Ulrich Obergfell (1):
watchdog: parameters to control hard and soft lockup detector
individually

include/linux/nmi.h | 12 ++-
kernel/sysctl.c | 21 ++++-
kernel/watchdog.c | 250 +++++++++++++++++++++++++++++++++++++++++++---------
3 files changed, 236 insertions(+), 47 deletions(-)

--
1.7.11.7


2014-10-13 14:26:15

by Ulrich Obergfell

[permalink] [raw]
Subject: [PATCH 1/1] watchdog: parameters to control hard and soft lockup detector individually

With the current user interface of the watchdog mechanism it is only
possible to disable or enable both lockup detectors at the same time.
This patch introduces new kernel parameters and changes the semantics
of some existing kernel parameters, so that the hard lockup detector
and the soft lockup detector can be disabled or enabled individually.
With this patch applied, the user interface is as follows.

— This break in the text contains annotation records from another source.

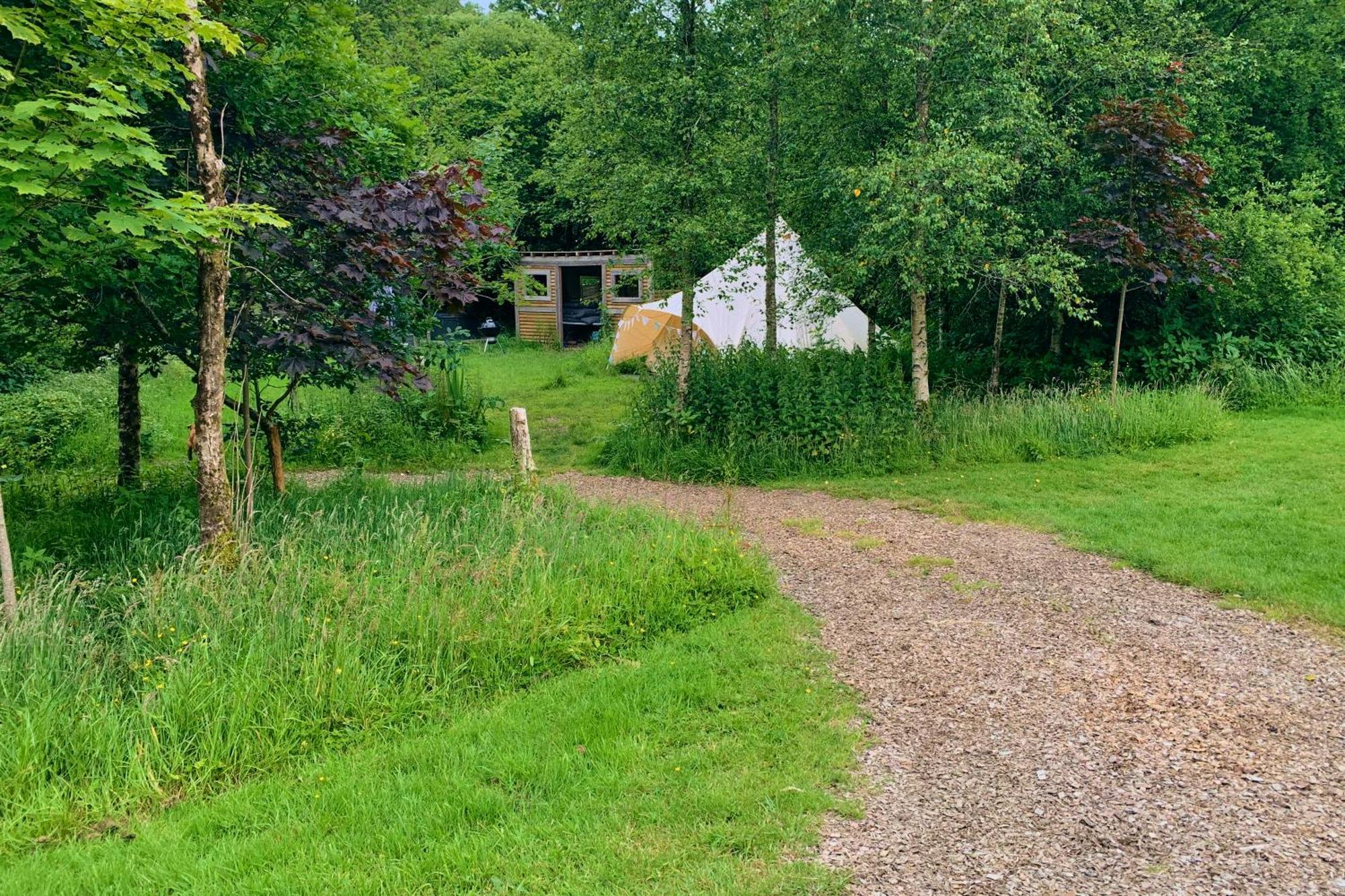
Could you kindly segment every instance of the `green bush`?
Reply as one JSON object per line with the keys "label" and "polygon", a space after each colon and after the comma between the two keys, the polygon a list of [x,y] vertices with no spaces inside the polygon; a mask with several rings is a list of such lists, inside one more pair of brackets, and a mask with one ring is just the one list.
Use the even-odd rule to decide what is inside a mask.
{"label": "green bush", "polygon": [[1345,363],[1231,366],[1213,382],[1239,410],[1345,406]]}
{"label": "green bush", "polygon": [[1096,387],[940,394],[917,421],[897,348],[845,352],[756,347],[702,352],[678,409],[671,365],[643,387],[604,448],[607,464],[648,476],[761,482],[931,464],[1079,457],[1208,439],[1225,421],[1206,390]]}
{"label": "green bush", "polygon": [[[184,483],[183,483],[184,484]],[[488,479],[264,498],[202,562],[179,484],[19,494],[0,848],[625,654],[772,591],[722,533]]]}
{"label": "green bush", "polygon": [[22,391],[0,394],[0,464],[34,471],[77,463],[70,440],[106,425],[113,394],[101,374],[62,374]]}

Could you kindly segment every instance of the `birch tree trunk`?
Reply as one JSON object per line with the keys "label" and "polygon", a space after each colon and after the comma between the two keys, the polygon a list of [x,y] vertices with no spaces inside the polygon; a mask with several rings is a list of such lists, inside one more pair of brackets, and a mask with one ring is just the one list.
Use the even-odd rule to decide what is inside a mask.
{"label": "birch tree trunk", "polygon": [[1005,283],[999,281],[999,305],[995,308],[995,348],[990,361],[990,393],[999,391],[999,350],[1005,339]]}
{"label": "birch tree trunk", "polygon": [[682,340],[677,359],[677,405],[686,405],[686,386],[691,377],[691,350],[695,347],[695,273],[686,274],[682,285]]}
{"label": "birch tree trunk", "polygon": [[[699,0],[678,0],[678,39],[682,44],[682,75],[685,82],[683,89],[686,90],[681,102],[681,121],[678,126],[682,139],[682,172],[687,184],[693,184],[699,176],[695,167],[695,129],[699,106],[695,83],[697,3]],[[687,227],[695,219],[698,211],[694,192],[694,190],[689,188],[682,199],[683,227]],[[686,386],[691,374],[691,343],[695,338],[695,250],[686,233],[682,234],[682,332],[677,361],[678,409],[686,404]]]}
{"label": "birch tree trunk", "polygon": [[777,344],[779,309],[775,300],[776,284],[776,227],[780,218],[780,81],[776,73],[775,22],[771,0],[761,4],[761,24],[767,43],[767,141],[765,141],[765,350]]}
{"label": "birch tree trunk", "polygon": [[1111,401],[1116,404],[1116,379],[1120,374],[1120,328],[1126,323],[1126,292],[1128,283],[1120,284],[1120,305],[1116,308],[1116,342],[1111,347]]}
{"label": "birch tree trunk", "polygon": [[[924,23],[921,28],[928,28],[925,3],[917,1],[916,9],[921,23]],[[916,140],[920,143],[929,143],[929,63],[932,58],[933,47],[923,39],[916,55],[915,78]],[[929,328],[925,320],[927,281],[925,273],[921,270],[924,265],[923,239],[924,234],[919,234],[915,252],[916,270],[911,285],[911,393],[917,412],[929,406]]]}
{"label": "birch tree trunk", "polygon": [[[198,0],[187,0],[191,12]],[[200,38],[190,31],[183,47],[187,67],[187,114],[196,178],[206,202],[226,204],[225,163],[215,152],[210,124],[210,93],[206,87],[206,58]],[[233,529],[229,476],[225,471],[225,300],[229,293],[229,250],[213,241],[196,253],[196,318],[199,327],[196,397],[196,499],[199,502],[200,544],[211,545]]]}
{"label": "birch tree trunk", "polygon": [[140,350],[117,347],[117,486],[140,484]]}

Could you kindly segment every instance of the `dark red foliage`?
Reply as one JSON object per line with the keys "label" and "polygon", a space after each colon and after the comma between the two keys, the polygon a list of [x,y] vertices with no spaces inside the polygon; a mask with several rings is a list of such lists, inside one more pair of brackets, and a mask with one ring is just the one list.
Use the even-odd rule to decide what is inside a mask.
{"label": "dark red foliage", "polygon": [[1080,218],[1069,241],[1153,291],[1173,281],[1213,288],[1235,266],[1201,221],[1212,171],[1185,149],[1194,137],[1181,124],[1185,112],[1176,96],[1118,98],[1088,124],[1106,172],[1096,194],[1112,214]]}
{"label": "dark red foliage", "polygon": [[486,217],[480,165],[468,161],[367,183],[346,172],[359,160],[352,135],[316,122],[260,172],[247,199],[280,210],[289,227],[239,246],[249,261],[233,326],[253,370],[348,385],[377,378],[395,396],[429,387],[412,361],[433,312],[475,300],[473,253],[506,241]]}

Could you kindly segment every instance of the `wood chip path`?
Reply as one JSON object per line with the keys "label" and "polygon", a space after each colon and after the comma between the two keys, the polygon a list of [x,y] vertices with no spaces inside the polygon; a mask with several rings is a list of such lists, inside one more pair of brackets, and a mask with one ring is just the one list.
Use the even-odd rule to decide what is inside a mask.
{"label": "wood chip path", "polygon": [[1345,896],[1338,643],[1020,529],[557,479],[728,511],[822,620],[870,717],[865,817],[819,853],[853,892]]}

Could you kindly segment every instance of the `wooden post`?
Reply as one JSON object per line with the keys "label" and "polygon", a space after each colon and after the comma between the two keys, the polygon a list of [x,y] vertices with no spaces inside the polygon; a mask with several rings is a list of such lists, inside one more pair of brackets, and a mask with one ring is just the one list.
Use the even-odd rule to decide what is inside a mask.
{"label": "wooden post", "polygon": [[533,439],[527,433],[527,408],[508,409],[508,429],[514,456],[518,457],[518,470],[529,476],[537,470],[537,464],[533,463]]}
{"label": "wooden post", "polygon": [[4,595],[4,616],[12,623],[19,615],[19,597],[13,588],[13,558],[9,557],[9,531],[4,525],[3,494],[0,494],[0,593]]}

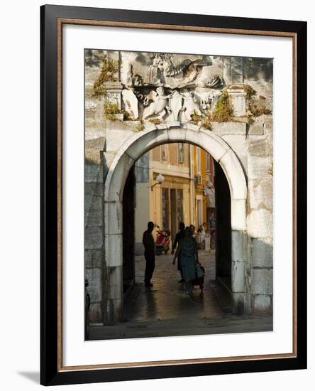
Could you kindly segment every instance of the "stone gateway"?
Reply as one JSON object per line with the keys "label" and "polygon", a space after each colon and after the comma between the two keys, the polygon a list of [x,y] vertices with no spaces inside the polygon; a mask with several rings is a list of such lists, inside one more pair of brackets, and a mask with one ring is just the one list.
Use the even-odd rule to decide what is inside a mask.
{"label": "stone gateway", "polygon": [[200,146],[216,162],[216,208],[226,220],[216,270],[218,277],[227,271],[233,311],[272,314],[272,60],[103,50],[86,50],[85,60],[92,321],[121,320],[124,268],[134,279],[123,251],[134,198],[131,185],[131,206],[125,205],[129,172],[149,150],[175,142]]}

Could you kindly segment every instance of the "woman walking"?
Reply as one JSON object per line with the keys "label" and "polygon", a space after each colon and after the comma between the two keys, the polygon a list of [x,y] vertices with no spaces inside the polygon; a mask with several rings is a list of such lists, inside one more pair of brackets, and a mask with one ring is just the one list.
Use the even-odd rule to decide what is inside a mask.
{"label": "woman walking", "polygon": [[190,227],[186,227],[184,230],[184,237],[176,250],[173,259],[173,264],[175,264],[176,258],[178,256],[180,257],[182,275],[186,284],[186,294],[192,293],[194,289],[192,280],[196,279],[196,266],[199,263],[197,243],[192,234]]}

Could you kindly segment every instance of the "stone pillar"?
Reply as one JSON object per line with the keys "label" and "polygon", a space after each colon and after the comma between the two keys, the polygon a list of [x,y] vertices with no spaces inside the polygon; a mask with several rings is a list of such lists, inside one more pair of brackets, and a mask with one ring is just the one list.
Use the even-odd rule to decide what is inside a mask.
{"label": "stone pillar", "polygon": [[[90,150],[87,156],[93,156]],[[92,323],[102,320],[102,269],[104,264],[103,170],[99,164],[85,165],[84,277],[89,281]],[[100,213],[101,211],[101,213]]]}
{"label": "stone pillar", "polygon": [[243,231],[232,231],[231,291],[233,311],[245,312],[245,267],[247,237]]}
{"label": "stone pillar", "polygon": [[235,117],[246,115],[246,94],[243,85],[233,85],[228,88],[228,94],[233,106]]}
{"label": "stone pillar", "polygon": [[122,316],[123,286],[123,205],[120,200],[104,203],[106,257],[104,268],[104,324],[114,324]]}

- parameters in /proc/sys/kernel

. soft_watchdog
This is a new parameter to control and examine the run state of
the soft lockup detector.

. nmi_watchdog
The semantics of this parameter have changed. It can now be used
to control and examine the run state of the hard lockup detector.

. watchdog
This parameter is still available to control the run state of both
lockup detectors at the same time. If this parameter is examined,
it shows the logical OR of soft_watchdog and nmi_watchdog.

. watchdog_thresh
The semantics of this parameter are not affected by the patch.

- kernel command line parameters

. nosoftlockup
The semantics of this parameter have changed. It can now be used
to disable the soft lockup detector at boot time.

. nmi_watchdog=0 or nmi_watchdog=1
Disable or enable the hard lockup detector at boot time. The patch
introduces '=1' as a new option.

. nowatchdog
The semantics of this parameter are not affected by the patch. It
is still available to disable both lockup detectors at boot time.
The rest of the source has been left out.